For long-lived connections where verdicts arrive over time. Safe calls start immediately. Gated calls emit ApprovalRequested, then each one waits until its specific verdict lands on the queue.

import { fromVerdictQueue } from "@effect-uai/core/Resolvers"

streamUntilComplete<State, ToolEvent>((turn) =>
  Effect.sync(() => {
    const calls = Turn.functionCalls(turn)
    // No requested tools means there is nothing to approve or execute.
    if (calls.length === 0) return stop

    // `Stream.unwrap` supplies the Scope that fromVerdictQueue's router
    // fiber lives in.
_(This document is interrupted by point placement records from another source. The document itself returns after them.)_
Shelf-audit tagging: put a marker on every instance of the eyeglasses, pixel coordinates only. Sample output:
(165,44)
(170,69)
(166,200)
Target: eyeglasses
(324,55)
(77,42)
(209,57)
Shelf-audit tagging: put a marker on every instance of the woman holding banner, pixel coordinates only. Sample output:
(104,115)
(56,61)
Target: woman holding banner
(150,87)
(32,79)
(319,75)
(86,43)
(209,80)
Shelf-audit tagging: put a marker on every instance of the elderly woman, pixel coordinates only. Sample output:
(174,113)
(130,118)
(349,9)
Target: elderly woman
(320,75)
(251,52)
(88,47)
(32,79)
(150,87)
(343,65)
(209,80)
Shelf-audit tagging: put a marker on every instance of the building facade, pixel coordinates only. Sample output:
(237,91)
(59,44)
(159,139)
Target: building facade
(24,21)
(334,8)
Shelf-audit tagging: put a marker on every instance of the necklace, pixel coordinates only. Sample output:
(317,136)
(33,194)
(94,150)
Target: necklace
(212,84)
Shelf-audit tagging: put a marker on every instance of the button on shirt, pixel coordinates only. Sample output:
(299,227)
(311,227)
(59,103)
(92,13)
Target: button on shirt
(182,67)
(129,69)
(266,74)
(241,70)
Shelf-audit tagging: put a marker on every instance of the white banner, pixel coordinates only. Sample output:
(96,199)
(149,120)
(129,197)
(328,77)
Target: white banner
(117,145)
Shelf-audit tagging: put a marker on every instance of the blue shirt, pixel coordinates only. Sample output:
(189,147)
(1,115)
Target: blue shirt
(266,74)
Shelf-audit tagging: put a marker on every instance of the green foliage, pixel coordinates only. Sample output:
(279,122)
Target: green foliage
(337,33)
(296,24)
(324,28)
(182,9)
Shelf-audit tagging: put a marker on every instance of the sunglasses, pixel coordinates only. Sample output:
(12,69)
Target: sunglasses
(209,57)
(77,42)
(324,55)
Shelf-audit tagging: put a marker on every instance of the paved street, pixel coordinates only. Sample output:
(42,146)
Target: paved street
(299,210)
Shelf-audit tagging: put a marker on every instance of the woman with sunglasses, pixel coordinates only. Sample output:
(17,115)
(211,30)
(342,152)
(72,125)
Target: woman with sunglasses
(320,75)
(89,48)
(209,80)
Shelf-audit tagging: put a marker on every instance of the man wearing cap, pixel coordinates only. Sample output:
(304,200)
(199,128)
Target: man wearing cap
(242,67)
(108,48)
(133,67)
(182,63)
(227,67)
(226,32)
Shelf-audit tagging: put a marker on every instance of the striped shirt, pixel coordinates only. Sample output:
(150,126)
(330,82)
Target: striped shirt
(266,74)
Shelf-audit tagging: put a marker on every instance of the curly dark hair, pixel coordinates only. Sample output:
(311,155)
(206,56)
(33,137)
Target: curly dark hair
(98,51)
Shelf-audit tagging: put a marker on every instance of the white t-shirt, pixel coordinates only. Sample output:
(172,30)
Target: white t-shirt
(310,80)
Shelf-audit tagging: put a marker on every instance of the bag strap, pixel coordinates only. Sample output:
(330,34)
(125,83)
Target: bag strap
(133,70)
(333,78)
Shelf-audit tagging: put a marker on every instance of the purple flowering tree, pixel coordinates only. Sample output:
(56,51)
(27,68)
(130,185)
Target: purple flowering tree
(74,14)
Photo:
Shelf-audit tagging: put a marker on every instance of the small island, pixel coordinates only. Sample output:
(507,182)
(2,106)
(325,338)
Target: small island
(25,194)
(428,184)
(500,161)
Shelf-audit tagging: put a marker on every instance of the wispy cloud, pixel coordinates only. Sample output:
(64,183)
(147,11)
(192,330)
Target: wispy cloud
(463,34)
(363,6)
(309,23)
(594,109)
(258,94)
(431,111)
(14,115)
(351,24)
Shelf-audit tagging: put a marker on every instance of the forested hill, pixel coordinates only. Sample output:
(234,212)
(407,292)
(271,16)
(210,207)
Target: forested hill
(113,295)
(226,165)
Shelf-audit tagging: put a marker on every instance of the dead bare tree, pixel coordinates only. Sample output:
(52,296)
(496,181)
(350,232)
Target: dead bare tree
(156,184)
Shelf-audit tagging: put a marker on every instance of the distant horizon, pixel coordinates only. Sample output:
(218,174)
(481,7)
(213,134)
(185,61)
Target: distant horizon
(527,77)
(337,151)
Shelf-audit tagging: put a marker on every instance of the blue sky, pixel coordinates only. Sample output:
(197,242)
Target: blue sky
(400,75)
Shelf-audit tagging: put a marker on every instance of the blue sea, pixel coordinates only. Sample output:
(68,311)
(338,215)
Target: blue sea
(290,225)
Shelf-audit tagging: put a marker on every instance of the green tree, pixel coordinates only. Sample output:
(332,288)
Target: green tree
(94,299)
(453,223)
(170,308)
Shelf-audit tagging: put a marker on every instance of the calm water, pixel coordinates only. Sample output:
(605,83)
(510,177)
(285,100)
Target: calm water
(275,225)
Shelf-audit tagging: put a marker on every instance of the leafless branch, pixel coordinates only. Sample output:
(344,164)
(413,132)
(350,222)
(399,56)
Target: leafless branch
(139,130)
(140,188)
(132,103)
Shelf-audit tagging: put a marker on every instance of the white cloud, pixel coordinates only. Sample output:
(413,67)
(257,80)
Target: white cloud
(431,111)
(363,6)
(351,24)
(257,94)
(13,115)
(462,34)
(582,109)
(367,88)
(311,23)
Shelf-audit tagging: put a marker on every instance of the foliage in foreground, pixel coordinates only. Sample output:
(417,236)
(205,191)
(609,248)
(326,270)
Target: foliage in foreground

Router stays alive as long as the consumer pulls
    // events.
    const events = Stream.unwrap(
      Effect.gen(function* () {
        const { approved, decisions, announce } = yield* fromVerdictQueue(
          isSensitive,
          verdicts,
        )(calls)
        return Stream.merge(
          announce,
          Stream.merge(
            // Safe calls start immediately; gated calls resume as verdicts arrive.
            Toolkit.executeAll(allTools, approved),
            decisions.pipe(
              Stream.flatMap((decision) =>
                decision._tag === "Approved"
                  ? Toolkit.executeAll(allTools, [decision.call])
                  : Stream.succeed(Toolkit.outputEvent(decision.result)),
              ),
            ),
          ),
        )
      }),
    )

    return Toolkit.nextStateFrom(events, (results) =>
      Turn.appendTurn(state, turn, results.map(toFunctionCallOutput)),
    )
  }),
)

The consumer side typically taps ApprovalRequested events, posts verdicts onto the same queue, and renders Output results as they arrive.

What you get in `state.history`

Whatever the path — Value, denied, cancelled — every gated call ends up with a FunctionCallOutput carrying a structured payload:

Verdict / outcome	`output` JSON
Approved + executed	The tool’s own structured return value.
Denied	`{ "kind": "denied", "reason": "..." }`
Cancelled (HTTP)	`{ "kind": "cancelled" }`
Tool execution error	`{ "kind": "execution_error", "reason": "..."}`

History stays well-formed; the model reads the synthesized outputs on the next turn and self-corrects if needed.

Run it

OPENAI_API_KEY=sk-... pnpm tsx recipes/tool-call-approval/run.ts

The runner drives the queue variant since it’s the more visual demo (simulated user posting verdicts after a delay). The HTTP variant is better exercised by tests or in a real HTTP handler.

The full source lives next to this README at index.ts.